Nous marchions à toute vitesse, un petit bateau pêcheur, à l'ancre, s'était trouvé sur notre route; son équipage s'était endormi, sans avoir allumé le fanal réglementaire. Par une fatalité, qui arrive bien plus souvent qu'on ne pourrait le croire, la proue de notre navire l'avait rencontré; ces pauvres gens avaient eu un réveil encore plus pénible que le nôtre.

On s'empressa d'aller à leur secours; il fallut mettre une chaloupe à la mer et leur tendre une corde pour s'amarrer.

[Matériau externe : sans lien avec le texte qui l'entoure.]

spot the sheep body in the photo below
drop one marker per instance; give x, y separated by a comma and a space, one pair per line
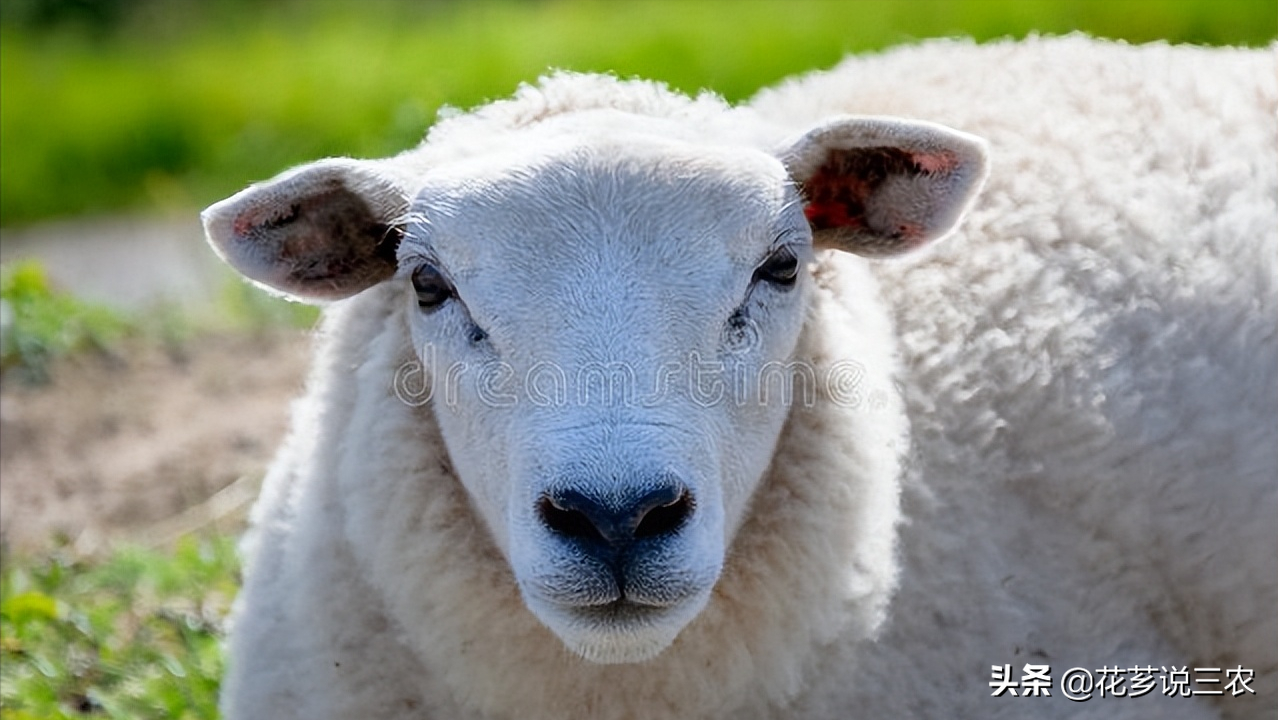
1083, 385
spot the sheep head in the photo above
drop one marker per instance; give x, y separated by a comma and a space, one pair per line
607, 306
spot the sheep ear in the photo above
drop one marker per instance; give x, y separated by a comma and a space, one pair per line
882, 186
320, 232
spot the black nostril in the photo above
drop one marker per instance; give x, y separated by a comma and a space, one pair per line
568, 521
619, 522
665, 518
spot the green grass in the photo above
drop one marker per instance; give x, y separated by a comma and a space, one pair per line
42, 324
134, 636
180, 104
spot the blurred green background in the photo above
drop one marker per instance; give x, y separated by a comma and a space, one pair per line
115, 105
157, 108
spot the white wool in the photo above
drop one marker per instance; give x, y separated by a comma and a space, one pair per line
1083, 384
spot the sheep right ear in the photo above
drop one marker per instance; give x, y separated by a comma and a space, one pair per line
320, 232
885, 186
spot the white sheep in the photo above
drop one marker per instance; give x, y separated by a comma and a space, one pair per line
594, 431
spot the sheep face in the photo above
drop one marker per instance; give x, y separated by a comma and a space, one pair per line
607, 308
600, 319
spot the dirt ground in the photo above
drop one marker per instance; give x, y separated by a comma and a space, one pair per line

Tout cela prit du temps, et nous étions fort inquiets des conséquences de l'accident. Enfin nous apprîmes avec plaisir qu'il n'y avait personne de noyé; et notre navire se remit en marche.

À peine la machine avait-elle donné quelques coups de piston, que j'entendis distinctement crier: acqua! acqua! ces cris venaient de la mer; le bâtiment pêcheur prenait l'eau et menaçait d'être submergé. On s'arrêta de nouveau; dans l'obscurité où nous étions, je ne pus pas me rendre compte parfaitement de la manœuvre qui fut opérée; je crois cependant que tout le personnel du petit bateau monta sur le nôtre, et que nous continuâmes à remorquer la barque chavirée jusqu'au port le plus voisin.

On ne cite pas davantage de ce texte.